The first signs of the diseases in the neuroacanthocytosis (NA) group are subtle and easily overlooked. Initial symptoms, which often occur in the person’s mid 20’s, may include grunts or tic noises made unconsciously in the throat, progressing to drooling and problems in controlling the tongue from ejecting food. Involuntary biting of the tongue, lips and/or cheeks may follow.

At the beginning there can be a general, slight physical awkwardness. Things on a shelf are knocked off for no apparent reason. Difficulty with walking and balance can also be early symptoms. Problems controlling trunk, leg and arm movements are often barely noticeable at the beginning, but become increasingly difficult as the disease progresses. Several patients find it difficult to sleep at night and others report fatigue and weakness.
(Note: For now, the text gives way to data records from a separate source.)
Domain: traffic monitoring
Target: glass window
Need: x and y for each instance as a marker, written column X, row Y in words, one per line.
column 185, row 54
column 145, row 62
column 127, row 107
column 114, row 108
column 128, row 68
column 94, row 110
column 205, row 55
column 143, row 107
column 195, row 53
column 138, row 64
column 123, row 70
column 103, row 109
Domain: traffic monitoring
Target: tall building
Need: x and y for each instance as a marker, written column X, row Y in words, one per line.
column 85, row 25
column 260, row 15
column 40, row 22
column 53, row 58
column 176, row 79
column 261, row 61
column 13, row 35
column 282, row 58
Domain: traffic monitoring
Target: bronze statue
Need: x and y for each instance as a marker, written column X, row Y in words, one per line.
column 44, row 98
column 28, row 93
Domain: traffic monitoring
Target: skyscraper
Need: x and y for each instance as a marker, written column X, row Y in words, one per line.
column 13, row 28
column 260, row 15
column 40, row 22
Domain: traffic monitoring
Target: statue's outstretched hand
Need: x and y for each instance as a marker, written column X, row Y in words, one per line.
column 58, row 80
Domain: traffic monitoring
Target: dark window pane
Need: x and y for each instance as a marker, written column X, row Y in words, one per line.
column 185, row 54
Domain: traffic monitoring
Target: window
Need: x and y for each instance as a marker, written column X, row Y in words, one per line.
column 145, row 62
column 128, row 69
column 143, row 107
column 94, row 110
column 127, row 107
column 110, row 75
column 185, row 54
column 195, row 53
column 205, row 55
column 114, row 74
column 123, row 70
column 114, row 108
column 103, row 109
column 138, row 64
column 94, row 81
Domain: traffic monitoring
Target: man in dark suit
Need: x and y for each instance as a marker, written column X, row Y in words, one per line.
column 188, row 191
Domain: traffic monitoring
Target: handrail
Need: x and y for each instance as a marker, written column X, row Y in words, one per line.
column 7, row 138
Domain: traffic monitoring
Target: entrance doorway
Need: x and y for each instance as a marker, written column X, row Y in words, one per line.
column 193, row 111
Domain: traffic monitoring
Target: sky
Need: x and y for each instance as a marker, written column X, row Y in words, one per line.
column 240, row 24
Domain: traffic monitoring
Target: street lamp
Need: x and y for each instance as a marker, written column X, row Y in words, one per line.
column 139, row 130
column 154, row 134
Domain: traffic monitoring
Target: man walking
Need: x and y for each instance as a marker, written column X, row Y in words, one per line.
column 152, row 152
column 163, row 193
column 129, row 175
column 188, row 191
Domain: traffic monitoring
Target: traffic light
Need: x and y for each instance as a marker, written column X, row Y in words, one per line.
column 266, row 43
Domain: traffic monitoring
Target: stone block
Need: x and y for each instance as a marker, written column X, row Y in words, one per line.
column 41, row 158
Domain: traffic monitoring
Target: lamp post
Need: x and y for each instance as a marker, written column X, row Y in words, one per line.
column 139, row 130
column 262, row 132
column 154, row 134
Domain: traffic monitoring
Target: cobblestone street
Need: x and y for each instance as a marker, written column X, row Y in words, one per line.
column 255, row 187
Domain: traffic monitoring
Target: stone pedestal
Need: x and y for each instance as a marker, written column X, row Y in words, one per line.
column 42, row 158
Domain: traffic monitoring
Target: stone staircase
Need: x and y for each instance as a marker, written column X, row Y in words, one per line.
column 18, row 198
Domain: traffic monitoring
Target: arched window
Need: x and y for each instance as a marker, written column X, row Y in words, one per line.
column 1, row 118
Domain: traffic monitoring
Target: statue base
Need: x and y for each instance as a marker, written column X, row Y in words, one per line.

Personality change may also be an early indication. The carefree young adult becomes obsessive-compulsive and uncharacteristically forgetful or just loses confidence or drive. Fainting or epileptic seizures may also occur. Mood changes may happen and a person often becomes isolated, in part out of embarrassment.

There are several reports of the problems beginning after a traumatic event including physical attack, unexpected failure of an exam and birth of a child.


A defining symptom that is not apparent is the spiky red blood cells, or acanthocytes, from which the NA disease group takes its name. These unusual blood cells can be observed with a microscope in some circumstances. Still more difficult to observe are the alterations or mutations in patients’ genes. Each of the NA group diseases has a different genetic characteristic that can be determined only by blood tests.

A person showing some of this pattern of symptoms should see a neurologist. Clinicians and patients can also visit for links to further scientific reports. Full details are also available on the free blood testing service offered by the Advocacy for Neuroacanthocytosis Patients, aimed at helping determine a definitive diagnosis for NA.

:: Useful NA Resources

  • Neuroacanthocytosis Syndromes II, published December 2007, the book provides a profound insight into recent developments within the field of neuroacanthocytosis syndromes. Edited by Ruth H. Walker, Shinji Saiki and Adrian Danek. Available at
  • A Western blot test for the presence of chorein in the membranes of red blood cells can be offered free of charge due to support of the Advocacy for Neuroacanthocytosis Patients'. Download instructions on the blood sampling and specimen shipment as a PDF or get more information on the method at PubMed
  • The entry for chorea acanthocytosis in GeneReviews is the most complete, readily available report on ChAc. Published by the University of Washington with the support of the National Institutes of Health
  • A dedicated Patient & Families Support Group at Yahoo Groups offers patients and families information, advice, support or just an understanding ear
  • Visit PubMed for access to NA research in English from the Medline database.
  • Search Google for the latest on NA
  • Visit the NA page on WeMove, the Movement Disorder Societies charitable and educational associate

:: is the website of the The Institute for Neuroacanthocytosis. It is the Advocacy's international centre for supporting patients and promoting clinical and basic research. The website provides access to resources found on the website.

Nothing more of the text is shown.